"""
CustomerCore REST API — FastAPI Application Factory (Phase 10)

This is the entry point for the entire API layer. It:
  1. Creates the FastAPI application with OpenAPI metadata
  2. Configures the application lifespan (startup/shutdown events)
  3. Registers all middleware (CORS, security headers, request ID, rate limiting)
  4. Mounts all routers (triage, health, metrics, stream)
  5. Configures global exception handlers

WHY A LIFESPAN CONTEXT MANAGER INSTEAD OF @app.on_event?
----------------------------------------------------------
FastAPI deprecated @app.on_event("startup") in favor of the lifespan context manager
(introduced in Starlette 0.20+).
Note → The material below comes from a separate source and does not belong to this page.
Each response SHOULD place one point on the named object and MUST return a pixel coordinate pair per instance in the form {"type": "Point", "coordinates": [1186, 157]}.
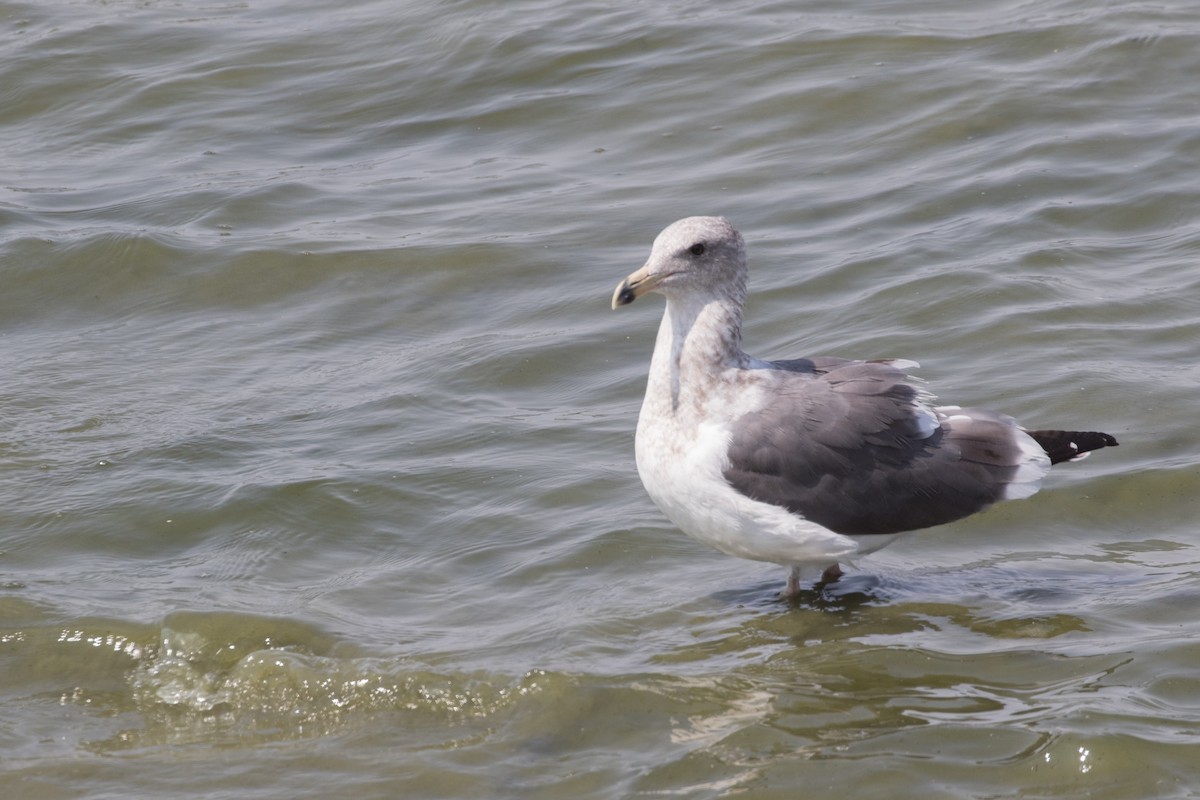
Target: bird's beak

The lifespan pattern is cleaner:
  - Startup code runs before yield
  - Shutdown code runs after yield
  - Resources created in startup are accessible in shutdown via the same scope
  - Matches Python's standard async context manager protocol

RATE LIMITING STRATEGY:
  We use slowapi (a FastAPI wrapper around limits/redis-py) for per-tenant rate limiting.
  Rate limits are applied per tenant_id extracted from the JWT:
    - POST /triage: 100 requests/minute per tenant (generous for B2B)
    - GET /triage/{id}: 600 requests/minute (polling is frequent)
    - Global fallback: 1000 requests/minute per IP
  Why per-tenant and not per-IP?
    In B2B, one tenant may use multiple IPs (multiple offices, CDN, load balancers).
    IP-based limiting would incorrectly throttle legitimate traffic.
    Tenant-based limiting enforces fair usage across the platform.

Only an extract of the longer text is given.